Tatiana Matveeva

Personal information
- Born: 26 February 1985 (age 41)

Medal record
Women's Weightlifting
Representing Russia
World Weightlifting Championships
| Silver medal – second place | 2006 Santo Domingo | – 69 kg |
| Bronze medal – third place | 2011 Paris | – 69 kg |
European Weightlifting Championships
| Silver medal – second place | 2004 Kiev | – 69 kg |
| Silver medal – second place | 2007 Strasbourg | – 75 kg |
| Silver medal – second place | 2008 Lignano Sabbiadoro | – 69 kg |
| Silver medal – second place | 2011 Kazan | – 69 kg |

= Tatiana Matveeva (weightlifter) =

Russian weightlifter (born 1985)

Tatiana Weiss (born 26 February 1985) is a Russian weightlifter.

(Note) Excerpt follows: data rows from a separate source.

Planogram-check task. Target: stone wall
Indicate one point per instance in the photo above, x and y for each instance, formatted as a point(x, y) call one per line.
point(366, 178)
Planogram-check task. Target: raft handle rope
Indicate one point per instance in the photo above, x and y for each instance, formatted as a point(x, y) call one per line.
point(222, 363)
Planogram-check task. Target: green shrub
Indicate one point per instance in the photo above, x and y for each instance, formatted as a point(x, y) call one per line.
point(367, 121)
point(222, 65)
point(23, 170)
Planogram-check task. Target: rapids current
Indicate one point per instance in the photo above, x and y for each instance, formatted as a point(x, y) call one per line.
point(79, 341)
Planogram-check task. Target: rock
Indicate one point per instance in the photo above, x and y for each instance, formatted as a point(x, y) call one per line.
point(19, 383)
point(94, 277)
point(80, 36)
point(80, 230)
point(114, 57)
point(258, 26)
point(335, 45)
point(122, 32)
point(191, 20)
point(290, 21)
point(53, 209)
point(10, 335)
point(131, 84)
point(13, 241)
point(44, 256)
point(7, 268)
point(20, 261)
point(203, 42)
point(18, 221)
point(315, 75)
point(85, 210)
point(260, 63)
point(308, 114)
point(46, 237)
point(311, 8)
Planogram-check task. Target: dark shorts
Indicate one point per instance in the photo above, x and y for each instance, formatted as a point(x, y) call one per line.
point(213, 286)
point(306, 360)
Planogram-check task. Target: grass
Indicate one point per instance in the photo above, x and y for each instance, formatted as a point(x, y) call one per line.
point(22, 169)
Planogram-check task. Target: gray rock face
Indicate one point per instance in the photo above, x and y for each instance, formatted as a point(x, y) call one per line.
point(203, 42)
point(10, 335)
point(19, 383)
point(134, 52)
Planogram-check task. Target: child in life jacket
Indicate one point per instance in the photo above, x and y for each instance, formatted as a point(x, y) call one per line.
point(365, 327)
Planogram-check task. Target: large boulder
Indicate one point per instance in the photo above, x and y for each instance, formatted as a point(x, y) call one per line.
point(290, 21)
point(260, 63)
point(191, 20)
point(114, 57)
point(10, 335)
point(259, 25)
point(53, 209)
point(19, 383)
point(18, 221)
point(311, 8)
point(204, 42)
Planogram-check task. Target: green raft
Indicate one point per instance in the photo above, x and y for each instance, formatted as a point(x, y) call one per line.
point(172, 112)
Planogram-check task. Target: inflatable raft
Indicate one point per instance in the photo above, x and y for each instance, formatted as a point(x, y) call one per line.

Matveeva participated in the women's -69 kg class at the 2006 World Weightlifting Championships and won the silver medal, finishing behind Oxana Slivenko. She snatched 110 kg and clean and jerked an additional 135 kg for a total of 245 kg, 18 kg behind winner Slivenko.

At the 2008 European Weightlifting Championships she won the silver medal in the 69 kg category.